Trump open to Nvidia selling scaled-back Blackwell to China
[WASHINGTON] US President Donald Trump signalled on Monday (Aug 11) that he’d be open to allowing Nvidia to sell a scaled-back version of its most advanced AI chip to China.
Trump said that he would consider a deal that would allow Nvidia to ship its Blackwell chips to China if the company could design it to be less advanced. “It’s possible I’d make a deal” on a “somewhat enhanced, in a negative way, Blackwell” processor, he said in a briefing with reporters. “In other words, take 30 to 50 per cent off of it.”
Nvidia declined to comment on the president’s remarks. Trump made the assertion about Blackwell while confirming that he’d hammered out a separate, unusual deal with Nvidia that will allow the company to sell its less-advanced H20 AI chip to China if it pays 15 per cent of revenue tied to those shipments to the US government.

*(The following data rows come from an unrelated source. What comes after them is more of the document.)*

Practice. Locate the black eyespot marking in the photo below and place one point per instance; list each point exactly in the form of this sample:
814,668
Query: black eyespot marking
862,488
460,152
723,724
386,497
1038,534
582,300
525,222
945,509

Advanced Micro Devices will deliver the same share from MI308 revenues, a source familiar with the situation has said, asking not to be identified discussing internal deliberations.
The revenue-sharing agreement for the H20 chip, and the prospect of yet another one for Nvidia’s Blackwell product, reflects Trump’s consistent effort to engineer a financial payout for America in return for concessions on trade. Such unprecedented arrangements, however, stand to set a precedent for all American companies doing business in the Asian nation and threaten the US government’s national security rationale for export controls, experts said.
Trump did not say exactly when he might negotiate a deal with Nvidia chief executive officer Jensen Huang on the Blackwell chip, but alluded to a possible meeting soon on the prospect: “I think he’s coming to see me again about that, but that will be a unenhanced version of the big one.”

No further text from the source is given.